L'amendement n° 280 de M. Damien Girard après l'article 27 du projet de loi d'urgence pour la protection et la souveraineté agricoles (première lecture).
REJETÉRésultat du vote
Les députés ont rejeté le 30 mai 2026 l'amendement n° 280 de M. Damien Girard après l'article 27 du projet de loi d'urgence pour la protection et la souveraineté agricoles (première lecture).

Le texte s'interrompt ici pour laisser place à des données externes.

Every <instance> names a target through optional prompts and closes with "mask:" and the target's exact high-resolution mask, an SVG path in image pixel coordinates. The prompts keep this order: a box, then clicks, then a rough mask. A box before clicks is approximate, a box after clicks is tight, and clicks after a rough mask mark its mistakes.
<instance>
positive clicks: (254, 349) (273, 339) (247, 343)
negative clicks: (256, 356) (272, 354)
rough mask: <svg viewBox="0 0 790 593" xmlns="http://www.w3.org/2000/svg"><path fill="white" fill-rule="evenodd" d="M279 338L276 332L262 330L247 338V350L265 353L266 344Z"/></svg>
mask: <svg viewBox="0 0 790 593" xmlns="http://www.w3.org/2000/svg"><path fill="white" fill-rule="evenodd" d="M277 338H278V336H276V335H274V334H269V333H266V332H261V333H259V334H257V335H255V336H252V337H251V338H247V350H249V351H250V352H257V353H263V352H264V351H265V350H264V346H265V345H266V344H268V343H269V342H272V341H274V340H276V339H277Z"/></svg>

Au total, 81 députés ont pris part au vote : 74 % ont voté contre, 23 % ont voté en faveur, et 2 % se sont abstenus.
Infos
| Date | 30 mai 2026 | |
| Type de vote | Amendement | |
| Dossier | Projet de loi d’urgence pour la protection et la souveraineté agricoles |
La position des groupes
Les votes des députés et des groupes
Exposé des motifs de l'amendement
L'objectif d'un amendement est de modifier ou d'ajouter une mesure d'un projet ou d'une proposition de loi. Le ou les députés qui rédigent l'amendement écrivent également un exposé des motifs.
Cet amendement vise à demander au Gouvernement une évaluation approfondie des conséquences des pollutions issues des activités agricoles sur le milieu maritime et sur les activités économiques qui en dépendent, notamment la pêche professionnelle et l’aquaculture.
Les activités agricoles, en particulier l’élevage et les cultures intensives, génèrent des rejets d’azote et de phosphore ainsi que des résidus de médicaments vétérinaires, de produits phytosanitaires et d’autres substances diffusées dans l’environnement, qui peuvent rejoindre les milieux marins par ruissellement, infiltration vers les nappes phréatiques, apports des cours d’eau ou encore dispersion atmosphérique. Ces pollutions contribuent à la dégradation de la qualité des eaux, à l’eutrophisation, à l’altération des habitats marins et de la biodiversité.
Ces pressions cumulées peuvent affecter les ressources halieutiques, perturber les équilibres écologiques et fragiliser les activités de pêche professionnelle et d’aquaculture, déjà confrontées à de multiples tensions environnementales et économiques.
Comme relaté dans le Rapport d'information n° 2535 sur l'avenir de la politique commune de la pêche, présenté par Mme Liliana Tanguy et M. Damien Girard, et déposé le mercredi 25 février 2026 par la commission des affaires européennes, de nombreux professionnels de la pêche et de l’aquaculture plaident pour une meilleure prise en compte de la pollution d’origine terrestre sur l’état des stocks halieutiques.
La qualité des eaux côtières est en effet déterminante pour le bon état des ressources halieutiques, ces espaces constituant des frayères et des habitats essentiels à de nombreuses espèces, au cœur des équilibres trophiques marins. Les pêcheurs sont donc directement affectés par ces pollutions. Alors que les professionnels de la pêche consentent des efforts importants pour préserver la ressource, il est nécessaire de prendre en compte les autres facteurs de dégradation des stocks et d’agir sur l’ensemble des pressions, en particulier les pollutions d’origine agricole qui altèrent les écosystèmes marins et fragilisent la ressource.
Ainsi, il apparaît nécessaire de disposer d’une expertise consolidée sur les impacts cumulés des activités agricoles sur les écosystèmes marins, afin d’éclairer le Parlement et d’orienter l’action publique vers des mesures adaptées.